We carefully have reviewed all errors not objected to below and conclude that none of them can or should be brought under plain error. Indeed, most of the unpreserved assignments are not errors at all and the rulings thereon would be affirmed under any standard of review. We express no opinion as to whether these assignments later may be brought under an ineffective assistance of counsel claim. Our holding is a narrow one limited only to plain error.


Finally, we have reviewed the other assignments of error not discussed above but raised by the defendant and find them to be without merit. Finding no reversible error, we, therefore, affirm the final order of the Circuit Court of Fayette County.

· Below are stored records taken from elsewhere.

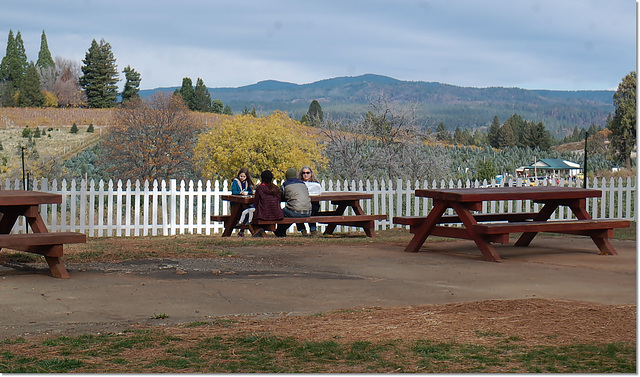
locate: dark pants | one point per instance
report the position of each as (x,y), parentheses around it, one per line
(281,230)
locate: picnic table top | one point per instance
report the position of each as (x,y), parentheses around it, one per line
(509,193)
(327,195)
(29,198)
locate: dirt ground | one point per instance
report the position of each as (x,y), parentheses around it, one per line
(557,291)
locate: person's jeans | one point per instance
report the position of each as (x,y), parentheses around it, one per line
(315,208)
(281,230)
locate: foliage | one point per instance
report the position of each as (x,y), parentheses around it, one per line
(623,123)
(132,84)
(153,139)
(274,142)
(385,143)
(85,164)
(199,98)
(100,75)
(314,116)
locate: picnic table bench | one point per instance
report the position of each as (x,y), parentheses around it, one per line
(15,203)
(486,228)
(343,201)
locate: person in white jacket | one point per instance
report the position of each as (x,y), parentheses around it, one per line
(309,178)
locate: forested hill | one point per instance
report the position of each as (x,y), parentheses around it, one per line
(454,106)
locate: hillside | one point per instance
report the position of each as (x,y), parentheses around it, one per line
(455,106)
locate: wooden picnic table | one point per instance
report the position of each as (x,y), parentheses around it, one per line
(343,200)
(484,229)
(15,203)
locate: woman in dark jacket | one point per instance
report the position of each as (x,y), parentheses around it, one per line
(267,201)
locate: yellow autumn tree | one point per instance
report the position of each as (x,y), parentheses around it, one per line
(275,142)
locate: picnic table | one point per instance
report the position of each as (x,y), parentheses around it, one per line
(15,203)
(484,229)
(343,200)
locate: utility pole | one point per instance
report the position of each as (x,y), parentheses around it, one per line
(584,169)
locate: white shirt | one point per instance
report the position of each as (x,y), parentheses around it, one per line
(314,188)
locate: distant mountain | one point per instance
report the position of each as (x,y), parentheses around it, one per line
(464,107)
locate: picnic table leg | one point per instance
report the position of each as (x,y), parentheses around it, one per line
(426,227)
(578,208)
(481,241)
(544,214)
(342,206)
(56,265)
(234,217)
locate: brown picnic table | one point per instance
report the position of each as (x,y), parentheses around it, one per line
(343,200)
(484,229)
(15,203)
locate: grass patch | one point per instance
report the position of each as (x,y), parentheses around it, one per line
(158,352)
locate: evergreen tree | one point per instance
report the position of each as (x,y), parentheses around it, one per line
(494,133)
(187,92)
(442,134)
(217,106)
(315,116)
(623,123)
(536,135)
(201,97)
(13,68)
(44,56)
(100,76)
(517,125)
(30,94)
(132,84)
(507,137)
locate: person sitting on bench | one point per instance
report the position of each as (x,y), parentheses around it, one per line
(296,196)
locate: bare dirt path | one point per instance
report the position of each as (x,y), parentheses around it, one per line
(558,285)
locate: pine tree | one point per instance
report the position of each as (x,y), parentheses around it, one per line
(100,76)
(187,93)
(47,69)
(132,84)
(315,115)
(44,56)
(13,68)
(30,94)
(201,97)
(623,124)
(494,133)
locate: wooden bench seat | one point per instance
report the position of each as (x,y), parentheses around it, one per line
(585,227)
(40,242)
(222,218)
(453,219)
(50,245)
(338,220)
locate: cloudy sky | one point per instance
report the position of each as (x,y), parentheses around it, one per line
(532,44)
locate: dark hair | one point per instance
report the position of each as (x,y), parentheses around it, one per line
(266,177)
(312,176)
(246,172)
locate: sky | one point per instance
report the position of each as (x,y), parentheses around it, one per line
(530,44)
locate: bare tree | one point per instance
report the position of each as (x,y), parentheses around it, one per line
(385,143)
(154,139)
(66,86)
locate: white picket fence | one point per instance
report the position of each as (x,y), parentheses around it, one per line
(121,209)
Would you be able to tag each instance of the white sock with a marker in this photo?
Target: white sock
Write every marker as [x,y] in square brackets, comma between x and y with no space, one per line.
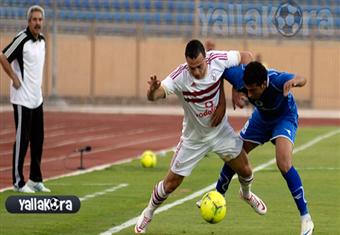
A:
[245,185]
[158,196]
[306,216]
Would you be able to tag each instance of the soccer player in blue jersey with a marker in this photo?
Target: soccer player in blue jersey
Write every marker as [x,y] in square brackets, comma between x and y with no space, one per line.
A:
[275,119]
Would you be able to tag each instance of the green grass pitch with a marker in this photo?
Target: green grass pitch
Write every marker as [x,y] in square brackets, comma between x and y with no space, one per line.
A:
[318,165]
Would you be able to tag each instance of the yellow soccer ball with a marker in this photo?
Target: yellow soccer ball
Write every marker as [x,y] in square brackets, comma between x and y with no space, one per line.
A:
[213,207]
[148,159]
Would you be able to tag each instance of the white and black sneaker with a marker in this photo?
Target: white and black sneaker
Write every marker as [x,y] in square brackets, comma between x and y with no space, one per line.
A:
[37,186]
[142,222]
[255,202]
[24,189]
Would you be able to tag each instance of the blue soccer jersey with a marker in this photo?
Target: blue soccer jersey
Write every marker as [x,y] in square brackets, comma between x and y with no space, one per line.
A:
[275,115]
[272,103]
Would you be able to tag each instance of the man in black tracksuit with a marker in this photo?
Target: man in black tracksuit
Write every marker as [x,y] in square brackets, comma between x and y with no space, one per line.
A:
[23,61]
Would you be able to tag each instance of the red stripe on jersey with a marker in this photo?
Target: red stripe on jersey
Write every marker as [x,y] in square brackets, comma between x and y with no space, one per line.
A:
[178,71]
[217,57]
[202,92]
[201,100]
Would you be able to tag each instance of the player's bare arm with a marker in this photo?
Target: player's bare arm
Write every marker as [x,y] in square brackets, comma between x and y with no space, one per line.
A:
[155,91]
[238,99]
[246,57]
[220,109]
[297,81]
[8,69]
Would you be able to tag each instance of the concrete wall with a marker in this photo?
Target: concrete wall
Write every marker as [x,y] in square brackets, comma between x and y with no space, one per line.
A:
[106,66]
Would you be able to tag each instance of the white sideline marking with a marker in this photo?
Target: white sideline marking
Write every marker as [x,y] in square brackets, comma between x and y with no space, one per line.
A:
[103,192]
[309,169]
[212,186]
[98,150]
[92,169]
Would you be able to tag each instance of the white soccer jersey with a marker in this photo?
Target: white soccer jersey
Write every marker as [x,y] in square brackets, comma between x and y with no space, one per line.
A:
[199,97]
[27,56]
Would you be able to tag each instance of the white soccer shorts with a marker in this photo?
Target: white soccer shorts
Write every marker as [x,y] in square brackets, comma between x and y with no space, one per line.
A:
[227,144]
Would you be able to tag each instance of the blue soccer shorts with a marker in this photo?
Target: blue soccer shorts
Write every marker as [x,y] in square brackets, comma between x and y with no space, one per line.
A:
[259,131]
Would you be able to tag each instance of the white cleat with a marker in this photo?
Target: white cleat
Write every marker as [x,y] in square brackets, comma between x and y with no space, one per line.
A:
[307,225]
[198,203]
[37,186]
[24,189]
[142,223]
[255,202]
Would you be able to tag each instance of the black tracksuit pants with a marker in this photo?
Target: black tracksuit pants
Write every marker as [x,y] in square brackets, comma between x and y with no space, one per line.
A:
[29,124]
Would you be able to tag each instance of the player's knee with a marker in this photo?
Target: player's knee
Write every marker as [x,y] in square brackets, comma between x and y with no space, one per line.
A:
[283,165]
[245,171]
[171,184]
[169,187]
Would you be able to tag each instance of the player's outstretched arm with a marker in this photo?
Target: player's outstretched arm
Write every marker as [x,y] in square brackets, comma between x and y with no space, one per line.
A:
[219,112]
[8,69]
[297,81]
[246,57]
[155,90]
[238,98]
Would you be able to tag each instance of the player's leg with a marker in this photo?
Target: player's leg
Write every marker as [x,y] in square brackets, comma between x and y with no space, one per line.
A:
[159,194]
[227,173]
[36,144]
[284,148]
[253,133]
[22,117]
[185,159]
[284,136]
[229,147]
[242,167]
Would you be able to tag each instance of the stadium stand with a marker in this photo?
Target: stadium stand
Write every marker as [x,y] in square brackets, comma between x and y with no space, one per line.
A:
[177,15]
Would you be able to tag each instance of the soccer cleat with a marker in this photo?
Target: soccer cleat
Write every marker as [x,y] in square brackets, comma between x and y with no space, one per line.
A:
[198,203]
[24,189]
[37,186]
[307,226]
[255,202]
[142,223]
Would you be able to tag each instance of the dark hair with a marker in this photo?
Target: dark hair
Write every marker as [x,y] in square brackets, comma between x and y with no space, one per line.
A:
[194,48]
[255,72]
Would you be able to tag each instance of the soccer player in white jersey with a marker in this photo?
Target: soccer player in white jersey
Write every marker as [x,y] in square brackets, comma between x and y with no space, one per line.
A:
[197,85]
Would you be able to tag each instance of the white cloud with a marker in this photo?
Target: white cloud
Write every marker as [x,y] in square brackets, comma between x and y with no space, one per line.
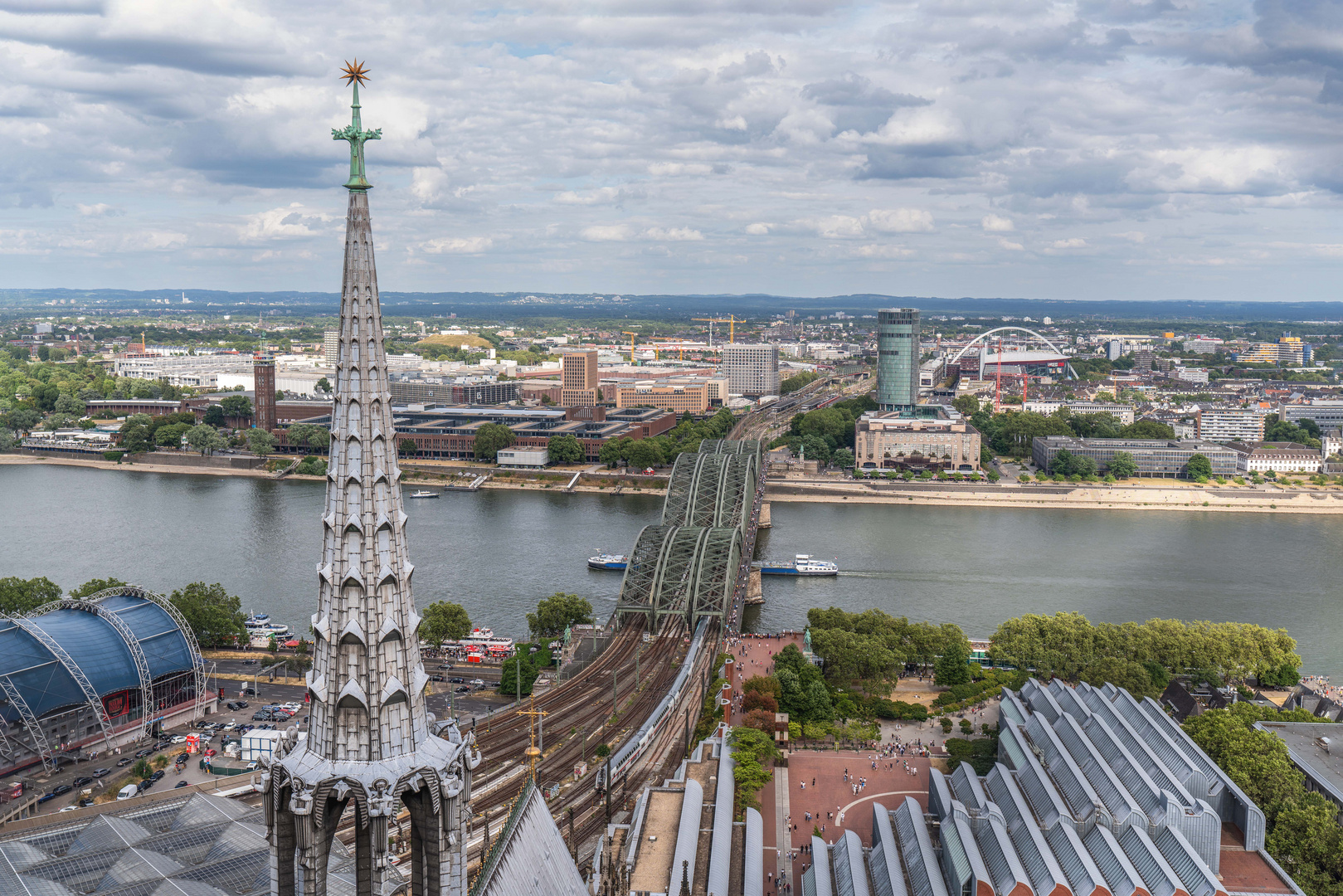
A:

The defendant contends his wife's testimony violated both W. Va. Code, 57-3-3 (1923), and W. Va. Code, 57-3-4 (1923). We disagree. The wife testified as to the abusive conduct of the defendant. The marital competency rule expressly permits testimony against a spouse where a child of either spouse is the victim of the crime. See State v. Malick, 193 W. Va. 545, 549, 457 S.E.2d 482, 486 (1995). Also, the spousal communication privilege has no application to conduct which is not intended as confidential between the spouses. See State v. Robinson, 180 W. Va. 400, 376 S.E.2d 606 (1988). The fact another person, in this case the child, was present prevents application of the privilege.
The defendant's contention that Ms. Turner's testimony was barred by Miranda also is misplaced. Ms. Turner was a Social Service Supervisor for the Department of Health and Human Resources. In Minnesota v. Murphy, 465 U.S. 420, 433, 104 S.Ct. 1136, 1145, 79 L.Ed.2d 409, 423 (1984), a similar issue was raised, and the Supreme Court found the element of custody was lacking in these types of conversations:

"Custodial arrest is said to convey to the suspect a message that he has no choice but to submit to the officers' will and to confess. . . . [T]he coercion inherent in custodial interrogation derives in large measure from an interrogator's insinuations that the interrogation will continue until a confession is obtained. . . . Since Murphy was not physically restrained and could have left the office, any compulsion he might have felt from the possibility that terminating the meeting . . . was not comparable to the pressure on a suspect who is painfully aware that he literally cannot escape a persistent custodial interrogator." (Citations and footnote omitted).

Thus, we find there was no custody and there was no requirement to give Miranda warnings.